Given that I don't believe, how can I offer comfort or support someone else in their mourning? You see, I do not believe the dead are in "a better place." Even if I did for that matter, wouldn't it be presumptuous of me to assume to know what good or evil was in their heart when they died? So not believing in heaven or hell puts me in a bind. You see, when people say things like "god has just received another angel..", well, I think that's crap. But I am well aware that at a time of a death or someones passing, people are prone to saying and even believing things like that, because it helps them cope. (This begins to move into where I don't believe religion is harmless but I will save that rant for another day..) The belief in an afterlife gives people comfort that their life has not been without purpose or meaning and I get that. That their departed friend or relative is happier now despite their non-existence on a human plane of reality. Accepted.

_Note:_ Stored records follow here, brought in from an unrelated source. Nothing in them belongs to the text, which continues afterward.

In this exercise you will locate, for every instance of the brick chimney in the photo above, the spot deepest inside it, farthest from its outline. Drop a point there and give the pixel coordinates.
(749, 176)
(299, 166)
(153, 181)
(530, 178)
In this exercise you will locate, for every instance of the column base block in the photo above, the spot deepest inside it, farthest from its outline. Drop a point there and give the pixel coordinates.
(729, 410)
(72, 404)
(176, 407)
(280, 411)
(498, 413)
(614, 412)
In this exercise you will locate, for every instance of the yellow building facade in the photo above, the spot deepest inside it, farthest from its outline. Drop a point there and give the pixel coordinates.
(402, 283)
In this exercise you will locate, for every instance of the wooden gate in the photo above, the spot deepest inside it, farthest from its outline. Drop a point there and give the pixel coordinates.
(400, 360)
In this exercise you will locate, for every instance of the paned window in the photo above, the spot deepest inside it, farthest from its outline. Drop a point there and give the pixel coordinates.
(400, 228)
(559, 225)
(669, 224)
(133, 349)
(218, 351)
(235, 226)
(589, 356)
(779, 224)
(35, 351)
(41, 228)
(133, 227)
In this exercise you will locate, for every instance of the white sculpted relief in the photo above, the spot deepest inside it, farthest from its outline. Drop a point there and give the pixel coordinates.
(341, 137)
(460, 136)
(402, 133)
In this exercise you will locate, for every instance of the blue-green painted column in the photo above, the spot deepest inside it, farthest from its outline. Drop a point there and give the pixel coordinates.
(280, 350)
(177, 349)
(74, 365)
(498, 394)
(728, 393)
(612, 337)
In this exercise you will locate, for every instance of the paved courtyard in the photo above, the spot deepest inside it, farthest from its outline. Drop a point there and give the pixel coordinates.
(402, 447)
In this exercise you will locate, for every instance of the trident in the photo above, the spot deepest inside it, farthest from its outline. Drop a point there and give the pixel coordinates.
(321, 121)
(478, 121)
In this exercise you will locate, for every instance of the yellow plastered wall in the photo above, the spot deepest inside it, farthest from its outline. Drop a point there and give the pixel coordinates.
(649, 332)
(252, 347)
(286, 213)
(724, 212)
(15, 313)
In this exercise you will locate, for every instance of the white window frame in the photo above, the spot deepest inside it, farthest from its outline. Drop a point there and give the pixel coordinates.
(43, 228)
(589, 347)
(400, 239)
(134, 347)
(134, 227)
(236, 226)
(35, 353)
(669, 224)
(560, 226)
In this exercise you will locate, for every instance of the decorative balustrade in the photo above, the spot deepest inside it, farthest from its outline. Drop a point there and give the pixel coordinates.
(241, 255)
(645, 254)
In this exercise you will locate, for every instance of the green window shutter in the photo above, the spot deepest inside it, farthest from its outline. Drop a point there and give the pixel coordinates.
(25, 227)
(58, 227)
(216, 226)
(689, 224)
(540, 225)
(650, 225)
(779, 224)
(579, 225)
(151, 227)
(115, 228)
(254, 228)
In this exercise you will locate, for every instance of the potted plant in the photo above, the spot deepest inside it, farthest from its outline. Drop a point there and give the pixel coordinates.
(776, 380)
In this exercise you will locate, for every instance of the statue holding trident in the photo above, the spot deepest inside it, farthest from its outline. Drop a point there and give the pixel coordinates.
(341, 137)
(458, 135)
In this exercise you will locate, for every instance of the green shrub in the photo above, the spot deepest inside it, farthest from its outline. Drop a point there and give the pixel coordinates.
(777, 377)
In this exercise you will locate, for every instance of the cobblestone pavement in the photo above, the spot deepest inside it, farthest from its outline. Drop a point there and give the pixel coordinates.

But what I can offer and lately have been offering is to let people know my thoughts are with them and if I can I will offer what ever support or aid they need to get by. In Newfoundland where i come from, people usually cook for the bereaved. At first glance it may seem strange but it is not unusual for people who are bereaved to be in shock and/or have lots of things to do and arrange etc. Doing their cooking and baking allows them to deal with the important stuff and still be able to offer well wishing visitors who drop by to offer support a cup of tea (warm beverage for mourning) or a scone. (Side edit - if you couldn't be bothered to visit folks when they are living why would you visit them when they are dead?) So I let people far away know I am thinking of them, and people nearby get buns or a bunt or scones. What I have difficulty with though is placing them in an afterlife. (Good or Bad) And I always feel i should challenge those that profess the prick they hated yesterday was suddenly "deep down a good guy". (because only good guys die apparently - as long as your a prick you live on..?)
But when folks pass away, or just move away. How do you assess their import or impact? As a non-believer who can never be saved, what would drive my morality to not be that prick?
Alas I have no answer but to revert to my mom's sage advice. (Just as my brother did) My mom's had a rule about borrowing things that was very simple. You were expected to always try to return things better than you got them. That's it. And I guess then that the measure of a person has to be just that. So now here comes the interesting part. Using this logic and this concept as a guideline I have often found myself valuing the work of folks that other people thought were pricks!! I don't care that my CO of 510 when i was 18 years old was a blankity blankity blank. I learned a lot from him. Important things. So while I might never allow him to run my cadet unit he left me better than he got me. He had value - at least to me. Teachers whom I hated at the time taught me important lessons and their impact on me was life altering so I have to evaluate them as a good person who did good things.
I believe we should look at and examine the lives and actions of others as a way of benchmarking ourselves in how we live our lives. It is far too easy and common to evaluate people on what was done most recently or by what made the headlines in the year past. If you are to evaluate the lives of the people you have rubbed up against, you must consider so much more than last years news. You have to examine their motivations, their passions, their intentions, and the marks they left on the organizations, work, and people they came into contact with. I believe that if you do, you will find no individual will be all bad or all good. That upon closer examination, people are far more complex and worthy or more than a cheap quick label. I believe you will find the Ying and the Yang. The whole as a sum of good and bad with a little good in the bad and a little bad within the good. How you see them will depend on your perspective. (Rotate the Ying-yang and the sides reverse!) I believe to grow we need to have that thoughtful look. To be fair we need to have that thoughtful look.